DVDダイジェスト版に寄せて ―明日への思い―
長編ドキュメンタリー『四季・遊牧―ツェルゲルの人々―』三部作・全6巻(7時間40分)は、1998年以来、東京・大阪など大都市で、また全国各地の農山村で、市民の方々によるあたたかな上映活動の輪となって、広がってきました。
家族と地域、自然と人間……。はるか遊牧の大地の暮らしを描いたはずのこの物語は、不思議にも、日本の私たち自身の姿を照らし返してくれるようです。
世界の隅々まで巻き込んでゆく市場競争の波。多くの人たちが、いのちを削り、心を病む日々に煩悶しています。『四季・遊牧』は、私たちに“心のふるさと”にも似た懐かしさとやさしさ、未来への希望を思い起こさせてくれるのです。
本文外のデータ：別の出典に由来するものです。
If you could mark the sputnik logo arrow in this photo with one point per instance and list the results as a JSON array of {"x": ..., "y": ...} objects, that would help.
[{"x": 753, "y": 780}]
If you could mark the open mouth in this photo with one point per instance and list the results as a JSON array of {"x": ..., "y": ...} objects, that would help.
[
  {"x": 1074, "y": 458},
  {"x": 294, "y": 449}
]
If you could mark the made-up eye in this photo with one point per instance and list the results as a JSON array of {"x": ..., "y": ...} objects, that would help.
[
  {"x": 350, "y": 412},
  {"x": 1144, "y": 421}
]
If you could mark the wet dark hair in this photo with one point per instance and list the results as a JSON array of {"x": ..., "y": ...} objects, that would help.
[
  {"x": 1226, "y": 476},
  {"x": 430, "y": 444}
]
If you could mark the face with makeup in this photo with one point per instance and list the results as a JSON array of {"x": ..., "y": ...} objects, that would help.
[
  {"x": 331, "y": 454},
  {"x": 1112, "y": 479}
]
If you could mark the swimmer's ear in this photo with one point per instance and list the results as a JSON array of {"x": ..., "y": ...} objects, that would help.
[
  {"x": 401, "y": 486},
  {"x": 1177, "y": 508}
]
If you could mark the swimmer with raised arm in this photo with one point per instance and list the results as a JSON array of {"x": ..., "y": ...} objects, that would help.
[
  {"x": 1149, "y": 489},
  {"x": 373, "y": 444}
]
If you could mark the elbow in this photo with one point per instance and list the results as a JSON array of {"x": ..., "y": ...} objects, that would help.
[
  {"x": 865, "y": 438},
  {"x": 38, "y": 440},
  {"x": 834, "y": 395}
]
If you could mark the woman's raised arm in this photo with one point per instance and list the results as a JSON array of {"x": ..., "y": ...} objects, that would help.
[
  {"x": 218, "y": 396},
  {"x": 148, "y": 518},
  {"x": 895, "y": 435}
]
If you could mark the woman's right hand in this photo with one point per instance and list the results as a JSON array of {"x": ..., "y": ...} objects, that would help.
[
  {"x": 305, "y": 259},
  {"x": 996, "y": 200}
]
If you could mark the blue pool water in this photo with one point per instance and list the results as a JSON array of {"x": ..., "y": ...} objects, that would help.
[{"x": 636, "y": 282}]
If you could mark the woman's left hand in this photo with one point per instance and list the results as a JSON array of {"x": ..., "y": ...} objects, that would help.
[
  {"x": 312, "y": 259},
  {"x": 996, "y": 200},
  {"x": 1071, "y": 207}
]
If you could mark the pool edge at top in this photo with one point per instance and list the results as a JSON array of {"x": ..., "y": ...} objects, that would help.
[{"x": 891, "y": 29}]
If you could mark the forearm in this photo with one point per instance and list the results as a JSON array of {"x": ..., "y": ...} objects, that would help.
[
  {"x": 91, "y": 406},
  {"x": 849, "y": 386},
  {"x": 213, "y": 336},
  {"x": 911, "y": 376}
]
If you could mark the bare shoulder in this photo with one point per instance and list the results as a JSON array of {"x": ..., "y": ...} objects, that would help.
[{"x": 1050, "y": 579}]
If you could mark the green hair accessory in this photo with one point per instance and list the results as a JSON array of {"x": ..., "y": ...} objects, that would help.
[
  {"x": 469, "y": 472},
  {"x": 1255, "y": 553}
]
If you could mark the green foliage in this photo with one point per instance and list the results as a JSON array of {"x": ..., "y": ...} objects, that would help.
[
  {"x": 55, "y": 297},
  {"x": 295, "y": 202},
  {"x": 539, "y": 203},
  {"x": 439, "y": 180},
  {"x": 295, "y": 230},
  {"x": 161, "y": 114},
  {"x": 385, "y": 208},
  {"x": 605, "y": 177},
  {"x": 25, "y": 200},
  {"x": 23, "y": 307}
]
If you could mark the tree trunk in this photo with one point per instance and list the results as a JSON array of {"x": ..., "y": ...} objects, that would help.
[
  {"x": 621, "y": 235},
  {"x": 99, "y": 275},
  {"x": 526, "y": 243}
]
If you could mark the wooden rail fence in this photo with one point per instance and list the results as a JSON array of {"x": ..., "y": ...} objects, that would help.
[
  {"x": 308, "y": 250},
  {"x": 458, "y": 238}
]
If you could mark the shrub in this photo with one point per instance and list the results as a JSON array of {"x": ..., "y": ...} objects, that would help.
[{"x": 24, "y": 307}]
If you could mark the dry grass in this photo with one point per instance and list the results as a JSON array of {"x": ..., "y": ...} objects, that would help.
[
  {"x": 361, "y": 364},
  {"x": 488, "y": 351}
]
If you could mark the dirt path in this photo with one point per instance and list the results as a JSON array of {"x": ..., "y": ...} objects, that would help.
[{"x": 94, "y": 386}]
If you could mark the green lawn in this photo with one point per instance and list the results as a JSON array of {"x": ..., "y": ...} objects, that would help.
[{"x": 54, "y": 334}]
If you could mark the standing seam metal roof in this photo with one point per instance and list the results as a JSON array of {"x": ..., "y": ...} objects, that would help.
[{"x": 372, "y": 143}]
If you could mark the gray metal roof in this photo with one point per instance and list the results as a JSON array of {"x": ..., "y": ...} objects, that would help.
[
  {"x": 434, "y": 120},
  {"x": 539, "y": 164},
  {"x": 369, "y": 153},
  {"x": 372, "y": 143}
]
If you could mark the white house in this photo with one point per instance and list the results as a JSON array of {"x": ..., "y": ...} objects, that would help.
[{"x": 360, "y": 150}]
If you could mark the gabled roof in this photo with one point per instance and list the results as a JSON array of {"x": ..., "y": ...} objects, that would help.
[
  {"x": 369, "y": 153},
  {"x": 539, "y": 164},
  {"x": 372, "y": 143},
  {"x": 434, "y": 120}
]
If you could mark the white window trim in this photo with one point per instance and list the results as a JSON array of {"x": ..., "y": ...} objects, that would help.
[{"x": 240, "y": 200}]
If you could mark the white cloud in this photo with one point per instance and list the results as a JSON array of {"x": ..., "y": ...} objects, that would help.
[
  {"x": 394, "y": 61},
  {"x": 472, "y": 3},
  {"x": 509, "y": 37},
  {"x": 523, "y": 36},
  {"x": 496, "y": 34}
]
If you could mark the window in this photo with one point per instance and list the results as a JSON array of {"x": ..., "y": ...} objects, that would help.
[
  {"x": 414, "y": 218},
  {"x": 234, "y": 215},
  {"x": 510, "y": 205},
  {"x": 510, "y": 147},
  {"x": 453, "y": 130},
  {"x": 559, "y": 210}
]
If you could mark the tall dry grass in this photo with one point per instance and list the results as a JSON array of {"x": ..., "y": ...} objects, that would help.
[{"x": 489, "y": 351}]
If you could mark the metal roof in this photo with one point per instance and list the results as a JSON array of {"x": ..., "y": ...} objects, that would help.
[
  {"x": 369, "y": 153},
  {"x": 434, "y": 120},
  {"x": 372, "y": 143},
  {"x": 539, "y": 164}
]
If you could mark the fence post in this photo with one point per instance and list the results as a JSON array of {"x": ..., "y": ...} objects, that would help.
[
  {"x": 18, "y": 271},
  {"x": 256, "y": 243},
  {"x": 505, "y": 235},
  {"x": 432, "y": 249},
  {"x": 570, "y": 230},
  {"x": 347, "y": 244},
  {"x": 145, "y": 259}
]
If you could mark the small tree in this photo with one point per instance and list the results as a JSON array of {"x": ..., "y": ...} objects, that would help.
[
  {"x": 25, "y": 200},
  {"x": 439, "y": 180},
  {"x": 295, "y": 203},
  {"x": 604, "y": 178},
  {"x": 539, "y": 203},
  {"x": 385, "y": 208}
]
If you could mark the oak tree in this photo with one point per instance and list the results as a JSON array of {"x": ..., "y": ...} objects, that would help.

撮影から二十年たった今、その意味は、ますます強まってくるような気がしてなりません。
この作品世界を、子供からお年寄りまで、幅広い世代のみなさんに、より身近な形でご覧いただけるよう、この度、DVDダイジェスト版として、新たなものにまとめることにしました。
このダイジェスト版が、世代を結び、明日への思いを語り合うきっかけになれば、この上ない喜びです。